What should I do to help my dog? My dog is super fearful of men when they come in. Not aggressive, just very timid and shy.
In short and of utmost importance:
Whether your dog exhibits aggression or fear towards men or any other biped, the answer is not really what you can do to help your dog. It's what you can tell other people to do to help your dog.
How to train the humans
When friends or other strangers come into your home environment, your dog is clearly showing an incapability of handling the stimulus of engagement there, right? The dog is exhibiting every sign of not wanting to be engaged. So, to combat this with a balanced approach, here are some tips to address the undesired behavior:
1. Before the company [menfolk] arrives or immediately when they get there, give them the initial heads up that your dog is in a behavioral modification protocol, and that you’re trying to build more confidence. A behavioral modification protocol is a simple, step-by-step routine that results in canine behavioral changes.
2. Ask friends/visitors to please not touch, talk to, or look at your dog until he/she comes up to you.

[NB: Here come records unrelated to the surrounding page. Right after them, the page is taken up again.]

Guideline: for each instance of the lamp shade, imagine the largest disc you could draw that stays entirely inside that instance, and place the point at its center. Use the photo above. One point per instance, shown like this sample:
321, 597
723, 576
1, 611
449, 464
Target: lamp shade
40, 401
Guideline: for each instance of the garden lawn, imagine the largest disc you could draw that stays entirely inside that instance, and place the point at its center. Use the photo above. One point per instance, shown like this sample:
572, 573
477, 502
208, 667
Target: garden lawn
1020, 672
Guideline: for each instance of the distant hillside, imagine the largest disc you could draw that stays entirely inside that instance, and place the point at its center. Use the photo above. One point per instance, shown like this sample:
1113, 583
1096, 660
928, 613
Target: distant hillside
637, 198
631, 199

3. When approached by the pup, it’s ok to attempt to make a small amount of contact underneath the chin, but only once the dog is in close proximity and shows signs of relaxation (listed below). Why? This is the least threatening form of affection we can give, because the dog maintains control of the situation. With chin contact, dogs have the choice to deny the affection as opposed to placing hands on its head or back, where a dog can feel trapped.
4. Tell visitors to cue off of you as the owner (ask you first if it's okay to touch the dog at that point). If someone says the usual, “Oh no, it's okay. I'm a dog person,” then they already don't have the best interest of your dog in mind. They just want to pet the dog, because they're getting a dopamine release upon touching the dog.
5. If the dog is fearful, reactive, or even in a flight state, the owner nor guests should approach her or use the touch-to-soothe technique. This absolutely doesn’t work for dogs, and it’s a form of positive reinforcement (you’re telling this dog ‘good job’ in its reactive state).
Touch-to-soothe technique- using human affection with the intent of getting a canine to calm down
By reinforcing with touch to soothe, you’re giving the dog no reason to change its behavior or stress level in that strange environment. So don’t make the situation worse by enabling the dog’s anxious state of mind with coddling.
Wtf, when can I pet the Pupper??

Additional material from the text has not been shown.